Learn and be curious

Leaders are never done learning and always seek to improve themselves. They are curious about new possibilities and act to explore them.

Hire and develop the best

Leaders raise the performance bar with every hire and promotion. They recognize exceptional talent and willingly move them throughout the organization. Leaders develop leaders and take their role of coaching others seriously. They work on behalf of people to invent mechanisms for development like Career Choice.
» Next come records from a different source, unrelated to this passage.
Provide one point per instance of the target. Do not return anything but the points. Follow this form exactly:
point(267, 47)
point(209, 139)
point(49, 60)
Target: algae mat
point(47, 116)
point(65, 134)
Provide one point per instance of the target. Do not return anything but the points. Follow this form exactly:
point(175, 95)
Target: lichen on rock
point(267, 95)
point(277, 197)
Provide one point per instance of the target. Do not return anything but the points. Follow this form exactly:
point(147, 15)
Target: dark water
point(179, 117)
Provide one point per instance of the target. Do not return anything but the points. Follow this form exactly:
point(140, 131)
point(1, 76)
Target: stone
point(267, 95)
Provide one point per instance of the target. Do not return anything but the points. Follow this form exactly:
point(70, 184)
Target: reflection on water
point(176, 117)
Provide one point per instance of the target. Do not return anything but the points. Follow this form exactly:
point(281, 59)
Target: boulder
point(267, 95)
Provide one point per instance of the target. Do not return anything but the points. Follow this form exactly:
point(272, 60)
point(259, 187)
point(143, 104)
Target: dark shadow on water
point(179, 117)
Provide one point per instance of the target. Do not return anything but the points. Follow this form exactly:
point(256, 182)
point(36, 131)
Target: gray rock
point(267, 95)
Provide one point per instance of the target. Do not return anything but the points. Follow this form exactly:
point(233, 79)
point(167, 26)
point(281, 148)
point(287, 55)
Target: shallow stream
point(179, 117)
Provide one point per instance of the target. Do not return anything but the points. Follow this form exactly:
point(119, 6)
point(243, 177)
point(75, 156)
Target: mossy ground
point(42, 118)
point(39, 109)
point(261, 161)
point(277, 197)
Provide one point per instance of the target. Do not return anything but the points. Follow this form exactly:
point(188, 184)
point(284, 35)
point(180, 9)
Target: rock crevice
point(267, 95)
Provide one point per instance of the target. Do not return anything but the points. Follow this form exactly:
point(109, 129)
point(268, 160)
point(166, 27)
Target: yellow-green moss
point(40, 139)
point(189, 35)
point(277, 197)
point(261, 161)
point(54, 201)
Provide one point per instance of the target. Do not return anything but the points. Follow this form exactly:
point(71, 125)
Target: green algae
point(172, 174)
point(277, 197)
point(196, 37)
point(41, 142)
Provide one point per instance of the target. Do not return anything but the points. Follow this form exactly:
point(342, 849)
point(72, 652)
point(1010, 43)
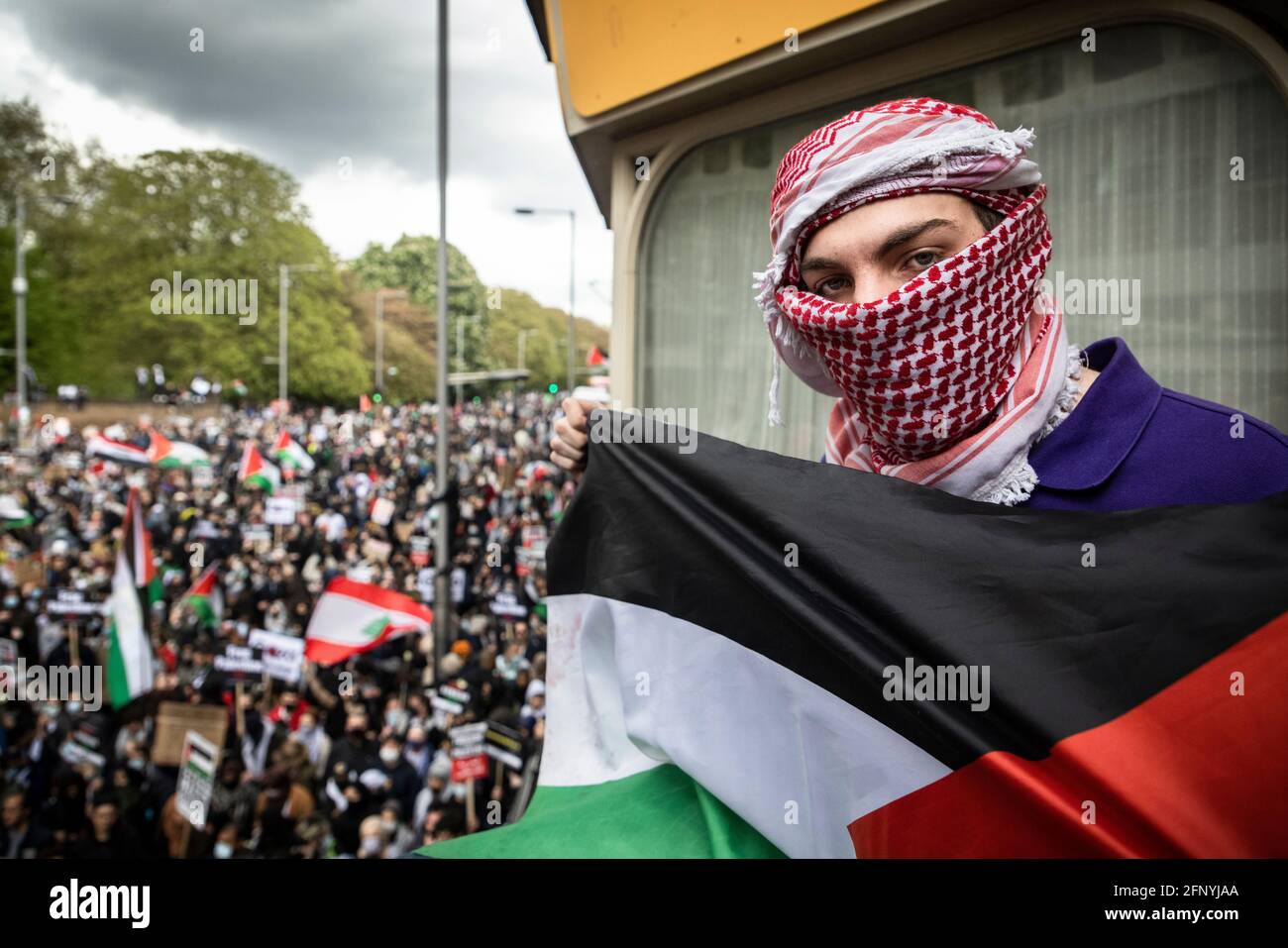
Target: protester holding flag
point(909, 250)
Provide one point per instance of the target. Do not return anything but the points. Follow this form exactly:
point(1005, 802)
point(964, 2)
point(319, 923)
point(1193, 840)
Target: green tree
point(411, 264)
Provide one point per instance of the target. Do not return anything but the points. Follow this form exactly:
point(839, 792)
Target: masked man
point(909, 252)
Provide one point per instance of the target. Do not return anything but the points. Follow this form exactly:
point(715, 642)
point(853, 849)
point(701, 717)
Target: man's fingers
point(562, 449)
point(575, 412)
point(570, 434)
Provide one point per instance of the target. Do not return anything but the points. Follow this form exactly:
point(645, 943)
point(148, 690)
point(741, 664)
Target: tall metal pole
point(283, 279)
point(460, 357)
point(380, 339)
point(572, 300)
point(20, 294)
point(523, 347)
point(442, 592)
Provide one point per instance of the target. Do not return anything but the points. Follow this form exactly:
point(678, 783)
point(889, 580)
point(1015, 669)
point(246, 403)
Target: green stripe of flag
point(657, 814)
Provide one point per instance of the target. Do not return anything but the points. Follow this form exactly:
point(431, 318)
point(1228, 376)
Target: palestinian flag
point(206, 597)
point(754, 655)
point(13, 515)
point(291, 456)
point(353, 617)
point(163, 453)
point(119, 451)
point(256, 472)
point(129, 652)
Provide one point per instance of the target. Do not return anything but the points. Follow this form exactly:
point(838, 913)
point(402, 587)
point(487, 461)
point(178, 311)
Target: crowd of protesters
point(351, 760)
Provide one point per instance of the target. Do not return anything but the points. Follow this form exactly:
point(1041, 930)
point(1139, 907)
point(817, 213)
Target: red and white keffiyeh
point(949, 378)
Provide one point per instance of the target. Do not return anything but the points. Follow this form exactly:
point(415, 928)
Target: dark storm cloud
point(307, 81)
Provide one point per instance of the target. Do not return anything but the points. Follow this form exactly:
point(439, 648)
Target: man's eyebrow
point(907, 233)
point(894, 240)
point(822, 263)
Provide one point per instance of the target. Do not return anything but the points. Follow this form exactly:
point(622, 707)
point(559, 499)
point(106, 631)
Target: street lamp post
point(572, 283)
point(20, 299)
point(442, 561)
point(20, 303)
point(283, 283)
point(381, 295)
point(523, 346)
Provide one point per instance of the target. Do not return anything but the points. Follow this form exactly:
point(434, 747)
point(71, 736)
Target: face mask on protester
point(944, 381)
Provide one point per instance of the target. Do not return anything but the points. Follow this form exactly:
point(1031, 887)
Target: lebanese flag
point(206, 597)
point(174, 454)
point(117, 451)
point(291, 456)
point(256, 472)
point(754, 655)
point(353, 617)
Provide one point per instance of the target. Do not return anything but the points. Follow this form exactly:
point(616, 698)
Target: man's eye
point(825, 287)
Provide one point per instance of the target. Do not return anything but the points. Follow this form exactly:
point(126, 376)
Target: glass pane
point(1136, 142)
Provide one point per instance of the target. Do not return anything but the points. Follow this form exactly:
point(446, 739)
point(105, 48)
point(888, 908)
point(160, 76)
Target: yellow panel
point(619, 51)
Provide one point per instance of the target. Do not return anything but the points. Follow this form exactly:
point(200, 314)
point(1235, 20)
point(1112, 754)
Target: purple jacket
point(1132, 443)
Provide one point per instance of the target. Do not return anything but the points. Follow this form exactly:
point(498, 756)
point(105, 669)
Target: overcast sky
point(307, 84)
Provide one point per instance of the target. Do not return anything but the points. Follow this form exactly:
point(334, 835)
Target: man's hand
point(572, 434)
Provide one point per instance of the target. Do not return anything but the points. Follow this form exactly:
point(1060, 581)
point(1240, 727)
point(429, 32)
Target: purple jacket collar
point(1104, 427)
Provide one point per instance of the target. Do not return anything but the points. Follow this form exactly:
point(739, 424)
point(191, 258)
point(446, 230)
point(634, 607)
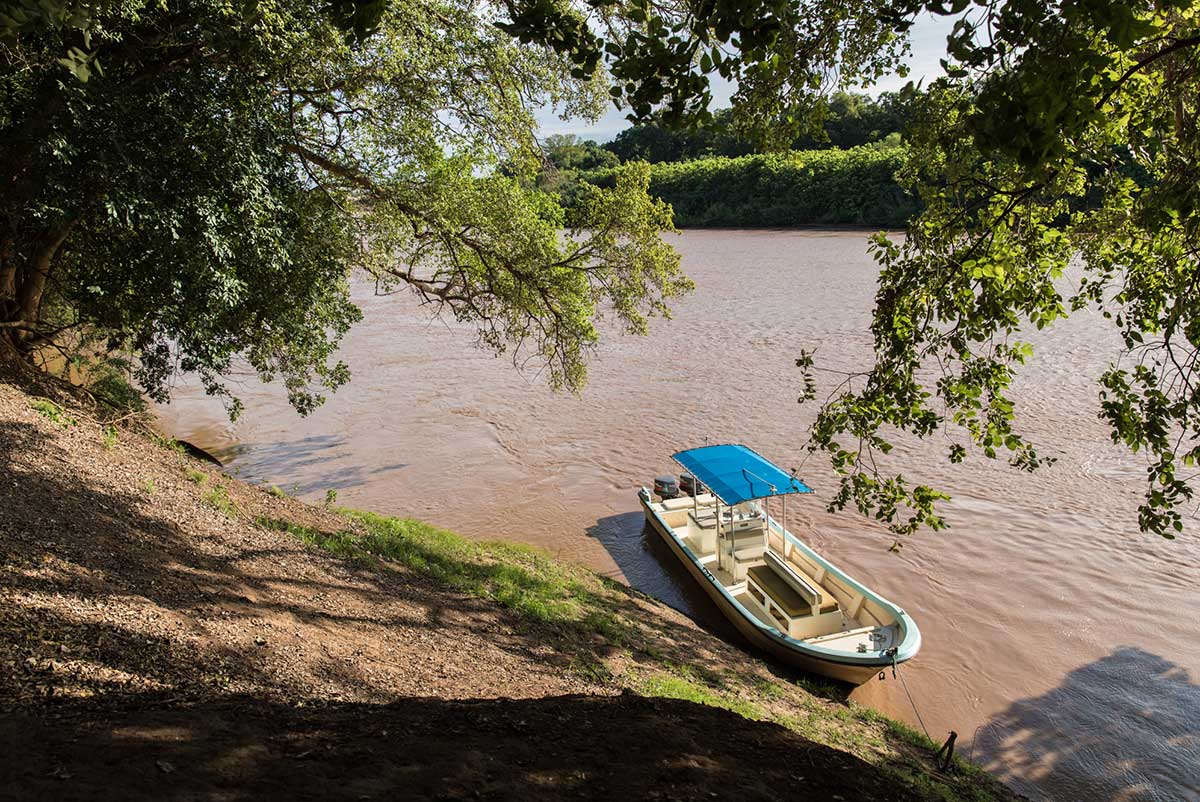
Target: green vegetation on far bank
point(855, 186)
point(617, 639)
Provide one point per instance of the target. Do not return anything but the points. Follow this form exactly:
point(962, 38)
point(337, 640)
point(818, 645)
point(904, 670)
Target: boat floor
point(852, 638)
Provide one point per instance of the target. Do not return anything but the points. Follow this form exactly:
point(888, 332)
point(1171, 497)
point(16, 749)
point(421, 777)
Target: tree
point(1061, 131)
point(204, 189)
point(567, 151)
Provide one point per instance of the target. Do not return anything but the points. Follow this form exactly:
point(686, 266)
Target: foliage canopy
point(204, 187)
point(1063, 132)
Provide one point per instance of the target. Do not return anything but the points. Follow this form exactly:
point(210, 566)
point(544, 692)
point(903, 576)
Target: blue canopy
point(736, 474)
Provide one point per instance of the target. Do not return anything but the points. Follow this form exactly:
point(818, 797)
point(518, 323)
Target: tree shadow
point(108, 572)
point(1126, 726)
point(581, 747)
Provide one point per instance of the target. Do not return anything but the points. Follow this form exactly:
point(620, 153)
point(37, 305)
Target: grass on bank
point(581, 614)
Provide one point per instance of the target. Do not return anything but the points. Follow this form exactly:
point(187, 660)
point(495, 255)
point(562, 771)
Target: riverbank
point(172, 632)
point(791, 190)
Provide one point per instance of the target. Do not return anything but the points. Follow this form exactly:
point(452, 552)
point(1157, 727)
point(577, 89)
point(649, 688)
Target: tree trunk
point(33, 288)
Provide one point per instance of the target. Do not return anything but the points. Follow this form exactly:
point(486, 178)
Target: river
point(1059, 641)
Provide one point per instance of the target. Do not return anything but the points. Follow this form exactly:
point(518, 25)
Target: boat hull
point(785, 650)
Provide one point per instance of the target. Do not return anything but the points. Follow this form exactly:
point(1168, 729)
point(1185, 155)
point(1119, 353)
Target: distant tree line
point(855, 186)
point(847, 120)
point(839, 172)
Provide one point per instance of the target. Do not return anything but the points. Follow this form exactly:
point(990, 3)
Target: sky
point(928, 48)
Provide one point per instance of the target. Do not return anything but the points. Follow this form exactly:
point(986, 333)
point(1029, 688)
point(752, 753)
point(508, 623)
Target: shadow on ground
point(562, 747)
point(1086, 738)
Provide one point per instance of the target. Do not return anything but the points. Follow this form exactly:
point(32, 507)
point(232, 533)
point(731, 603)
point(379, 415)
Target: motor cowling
point(689, 485)
point(666, 488)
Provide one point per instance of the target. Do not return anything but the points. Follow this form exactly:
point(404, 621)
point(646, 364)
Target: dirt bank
point(173, 633)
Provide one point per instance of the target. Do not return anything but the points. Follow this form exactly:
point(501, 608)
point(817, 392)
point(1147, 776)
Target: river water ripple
point(1059, 641)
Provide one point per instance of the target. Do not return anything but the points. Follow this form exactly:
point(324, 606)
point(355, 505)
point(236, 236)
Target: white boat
point(781, 594)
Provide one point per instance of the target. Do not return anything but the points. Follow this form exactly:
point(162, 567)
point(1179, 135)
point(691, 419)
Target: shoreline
point(163, 591)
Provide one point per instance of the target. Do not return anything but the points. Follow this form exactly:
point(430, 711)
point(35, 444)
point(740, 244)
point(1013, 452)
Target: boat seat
point(780, 592)
point(688, 502)
point(808, 587)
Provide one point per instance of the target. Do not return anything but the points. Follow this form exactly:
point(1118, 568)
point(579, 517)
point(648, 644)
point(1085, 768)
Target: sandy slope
point(156, 642)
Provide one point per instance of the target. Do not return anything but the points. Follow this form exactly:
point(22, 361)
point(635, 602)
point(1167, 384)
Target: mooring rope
point(895, 674)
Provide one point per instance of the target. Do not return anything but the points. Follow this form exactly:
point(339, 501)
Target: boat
point(783, 596)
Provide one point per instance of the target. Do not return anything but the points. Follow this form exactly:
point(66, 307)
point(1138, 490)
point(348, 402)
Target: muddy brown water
point(1061, 644)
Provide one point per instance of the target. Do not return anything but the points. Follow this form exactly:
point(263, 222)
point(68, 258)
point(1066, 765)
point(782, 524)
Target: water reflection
point(1091, 737)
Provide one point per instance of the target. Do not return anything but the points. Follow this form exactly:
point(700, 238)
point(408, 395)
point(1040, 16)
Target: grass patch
point(681, 686)
point(568, 606)
point(219, 498)
point(564, 599)
point(52, 412)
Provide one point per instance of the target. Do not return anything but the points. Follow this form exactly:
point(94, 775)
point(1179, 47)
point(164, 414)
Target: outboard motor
point(689, 485)
point(666, 488)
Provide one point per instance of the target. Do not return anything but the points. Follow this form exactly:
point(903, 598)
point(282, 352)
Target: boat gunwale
point(906, 650)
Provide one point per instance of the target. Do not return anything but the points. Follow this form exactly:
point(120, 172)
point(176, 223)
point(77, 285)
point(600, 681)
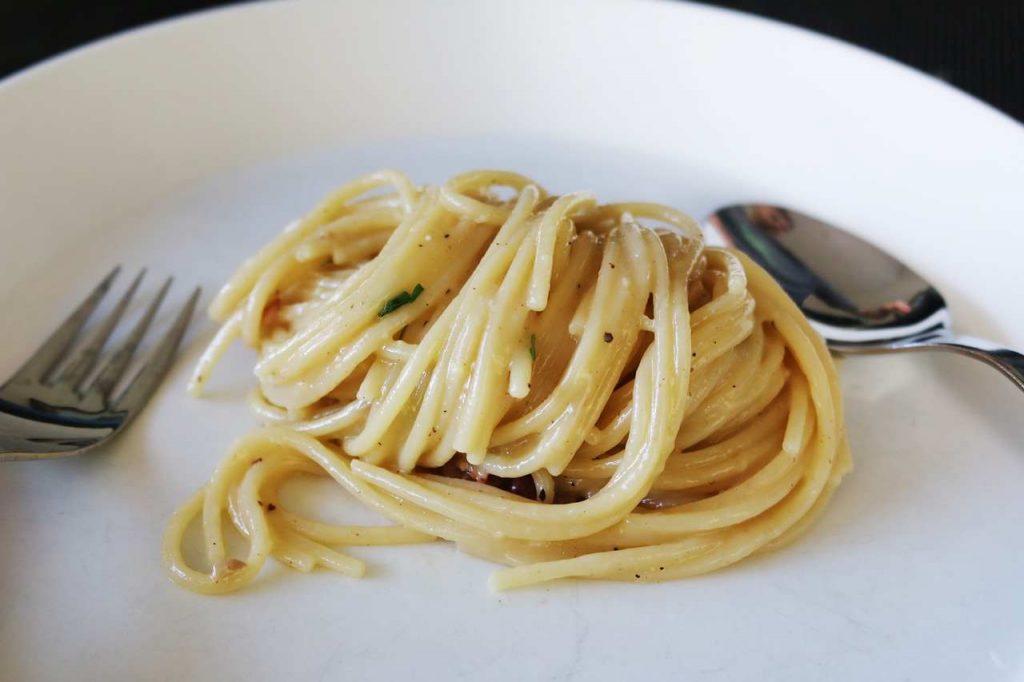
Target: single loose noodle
point(568, 388)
Insist on the highest standards

Leaders have relentlessly high standards — many people may think these standards are unreasonably high. Leaders are continually raising the bar and driving their teams to deliver high-quality products, services, and processes. Leaders ensure that defects do not get sent down the line and that problems are fixed in such a way that they stay fixed.

Think big

Thinking small is a self-fulfilling prophecy. Leaders create and communicate bold directions that inspire results. They think differently and look around corners for new ways to serve customers.

Bias for action

Speed matters in business. Many decisions and actions are reversible and do not need extensive study – calculated risk-taking is valued.

Frugality

Accomplish more with less. Constraints breed resourcefulness, self-sufficiency, and invention. There are no extra points for growing headcount, budget size, or fixed expense.

Earn trust

Leaders listen attentively, speak candidly, and treat others respectfully. They are vocally self-critical, even when doing so is awkward or embarrassing. They benchmark themselves and their teams against the best.

Dive deep

Leaders operate at all-levels, stay connected to the details, audit frequently, and are skeptical when metrics and anecdotes differ. No task is beneath them.

Have backbone; disagree and commit

Leaders are obligated to respectfully challenge decisions when they disagree, even when it is uncomfortable or exhausting. Leaders have conviction and are tenacious. They do not compromise for the sake of social cohesion. Once a decision is determined, they commit wholly.

Deliver results

Leaders focus on the key inputs for their business and deliver them with the right quality and in a timely fashion. Despite setbacks, they rise to the occasion and never settle.